Delta Lake is an open format storage layer that puts standards in place in an organization’s data lake to provide data structure and governance. These standards ensure that all the data stored in a data lake is reliable and ready to use for business needs. It was developed at Databricks and open-sourced in early 2019.
Why Delta Lake?
Delta Lake was created by Databricks to help organizations address challenges with storing and managing big data using data lakes. These challenges are addressed in other Databricks Academy courses but for context, we'll summarize them here.
Data lakes are popular choices for data storage due to their inherent flexibility over data warehouses. Besides storing all types of data (structured, unstructured, and semi-structured), they also store data relatively cheaply compared to data warehouses. Data lakes are crucial to organizations running big data and analytics projects because unstructured data like videos and audio files lend themselves nicely to AI analytics techniques like machine learning. Plus, economic data storage allows organizations to keep data for longer periods of time until they decide what the best uses for that data are, without incurring hefty costs.

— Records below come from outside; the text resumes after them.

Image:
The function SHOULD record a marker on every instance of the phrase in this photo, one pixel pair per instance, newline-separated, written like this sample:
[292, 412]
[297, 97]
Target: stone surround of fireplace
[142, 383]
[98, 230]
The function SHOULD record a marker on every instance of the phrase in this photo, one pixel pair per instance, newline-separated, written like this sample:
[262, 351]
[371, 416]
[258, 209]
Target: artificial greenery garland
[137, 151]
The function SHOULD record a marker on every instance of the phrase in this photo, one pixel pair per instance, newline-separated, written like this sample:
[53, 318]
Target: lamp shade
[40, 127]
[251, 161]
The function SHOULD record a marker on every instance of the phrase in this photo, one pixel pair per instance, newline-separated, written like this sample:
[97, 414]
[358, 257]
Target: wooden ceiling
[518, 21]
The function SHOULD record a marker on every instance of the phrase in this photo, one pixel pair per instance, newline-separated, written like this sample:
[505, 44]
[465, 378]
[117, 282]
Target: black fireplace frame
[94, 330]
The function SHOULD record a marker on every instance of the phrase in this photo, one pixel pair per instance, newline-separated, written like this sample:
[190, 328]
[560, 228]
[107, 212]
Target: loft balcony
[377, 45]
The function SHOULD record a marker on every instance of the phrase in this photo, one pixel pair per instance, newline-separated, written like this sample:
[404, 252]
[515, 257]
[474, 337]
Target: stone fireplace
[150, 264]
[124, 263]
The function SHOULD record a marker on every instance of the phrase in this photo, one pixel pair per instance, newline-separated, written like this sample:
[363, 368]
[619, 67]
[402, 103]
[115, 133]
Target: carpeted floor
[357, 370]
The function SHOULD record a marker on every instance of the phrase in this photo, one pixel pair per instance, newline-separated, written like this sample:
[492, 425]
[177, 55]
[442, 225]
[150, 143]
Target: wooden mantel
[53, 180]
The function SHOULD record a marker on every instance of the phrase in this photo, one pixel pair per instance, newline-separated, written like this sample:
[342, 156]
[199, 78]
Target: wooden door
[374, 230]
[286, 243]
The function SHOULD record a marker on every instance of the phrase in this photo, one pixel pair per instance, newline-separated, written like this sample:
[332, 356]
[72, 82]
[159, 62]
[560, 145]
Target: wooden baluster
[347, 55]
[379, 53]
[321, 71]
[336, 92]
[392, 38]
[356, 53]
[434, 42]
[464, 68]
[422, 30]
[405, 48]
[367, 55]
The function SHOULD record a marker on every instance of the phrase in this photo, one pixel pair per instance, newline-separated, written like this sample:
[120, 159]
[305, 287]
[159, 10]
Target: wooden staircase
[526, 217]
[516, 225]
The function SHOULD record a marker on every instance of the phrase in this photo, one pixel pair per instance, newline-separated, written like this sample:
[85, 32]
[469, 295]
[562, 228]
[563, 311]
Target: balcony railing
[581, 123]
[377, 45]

The flexibility that data lakes bring to data management and storage is also one of their biggest shortcomings. Because they store all data types for long periods, data lakes can quickly become data swamps. Data swamps are data lakes that are difficult to navigate and manage. Delta Lake was designed to bring the governance and structure of data warehouses into data lakes to, above all else, ensure that the data in an organization’s data lake is reliable for use in big data and AI projects.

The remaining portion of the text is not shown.